A business culture sounds abstract, but Jane Grote Abell lists concrete ways to improve it.


By Jane Grote Abell

What's the number one reason people continue to work for their employer? Is it the pay? The benefits? Or maybe a lack of better options?

The American Psychological Association recently released a Workplace Retention Survey. According to their findings, the top reasons Americans gave for not leaving their current job were "I enjoy the work I do," and it "fits well with the other areas of my life." This is further validation that employees want to feel connected to their company, and want to know that their employer is invested in them as well. As business leaders, we should be offering more than just a job, it's important to establish a strong workplace culture.

By definition, workplace culture is the collection of business practices, processes and interactions that make up the work environment. When business founders and leaders value certain things and behave in a certain way, this helps to establish the company culture.

Never was this more apparent then when Donatos Pizza was purchased by McDonald's back in 1999. One day Donatos was a family-owned pizza company, and the next it was run by one of the world's largest fast food chains. Seemingly overnight business was changing, and a well-established culture was at risk.

In order to maintain a strong culture, Donatos had to have a process. The right culture doesn't just happen; you have to make it a priority. A process can sound restricting as it relates to people, but there are some important systems that have to be in place to keep the spirit alive:

Hire the "right" people, those whose values fit, using tools that measure values. Measure results by setting goals through a performance management system. Succession planning should be based on principles and results and reviewed at every level in the organization. Compassionate accountability with a feedback process. Training people is different than development, and you have to do both for the person to fully develop into the best skilled leader.
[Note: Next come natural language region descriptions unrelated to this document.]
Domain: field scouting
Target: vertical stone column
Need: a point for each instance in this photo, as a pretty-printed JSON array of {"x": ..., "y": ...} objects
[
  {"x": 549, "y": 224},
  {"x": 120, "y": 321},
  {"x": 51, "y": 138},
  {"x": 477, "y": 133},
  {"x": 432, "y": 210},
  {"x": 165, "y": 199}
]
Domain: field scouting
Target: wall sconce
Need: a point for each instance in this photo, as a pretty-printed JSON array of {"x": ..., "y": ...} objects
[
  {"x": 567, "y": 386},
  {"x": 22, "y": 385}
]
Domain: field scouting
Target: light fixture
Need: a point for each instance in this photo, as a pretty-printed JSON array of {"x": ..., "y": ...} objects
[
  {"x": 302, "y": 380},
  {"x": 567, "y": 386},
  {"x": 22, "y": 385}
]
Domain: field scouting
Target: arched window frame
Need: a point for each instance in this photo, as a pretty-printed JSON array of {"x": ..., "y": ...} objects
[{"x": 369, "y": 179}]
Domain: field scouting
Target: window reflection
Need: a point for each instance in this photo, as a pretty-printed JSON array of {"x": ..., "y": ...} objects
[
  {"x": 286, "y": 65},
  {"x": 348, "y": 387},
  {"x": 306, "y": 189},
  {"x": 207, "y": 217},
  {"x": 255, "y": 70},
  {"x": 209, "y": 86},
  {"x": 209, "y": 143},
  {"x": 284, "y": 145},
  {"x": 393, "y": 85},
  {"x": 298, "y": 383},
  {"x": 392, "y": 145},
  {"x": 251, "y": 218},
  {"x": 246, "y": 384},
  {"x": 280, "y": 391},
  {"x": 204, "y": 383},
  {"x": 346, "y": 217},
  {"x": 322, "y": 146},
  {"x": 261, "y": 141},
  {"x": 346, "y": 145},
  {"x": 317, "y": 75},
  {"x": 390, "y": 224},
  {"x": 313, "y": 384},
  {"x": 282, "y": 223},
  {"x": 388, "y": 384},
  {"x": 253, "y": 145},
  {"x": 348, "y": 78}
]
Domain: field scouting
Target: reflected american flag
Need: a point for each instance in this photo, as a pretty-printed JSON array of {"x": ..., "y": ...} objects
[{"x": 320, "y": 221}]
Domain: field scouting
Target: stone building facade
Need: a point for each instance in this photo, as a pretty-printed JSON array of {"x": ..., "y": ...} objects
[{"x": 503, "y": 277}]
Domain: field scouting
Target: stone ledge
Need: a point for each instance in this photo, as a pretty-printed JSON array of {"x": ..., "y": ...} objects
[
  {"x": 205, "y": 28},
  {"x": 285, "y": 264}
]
Company ownership may change hands, menu items will come and go, but people will always be one of a company's greatest assets. Don't ever take your culture for granted. It requires constant attention to detail, which is time well spent on the most important asset in your family business.

A founding family member of Donatos Pizza, Jane Grote Abell currently holds the title of Chairwoman of the Board. Over the last four decades, Jane has held a variety of positions at both Donatos Pizza and Jane's Dough Foods, Donatos' food service commissary operations, including President & CEO.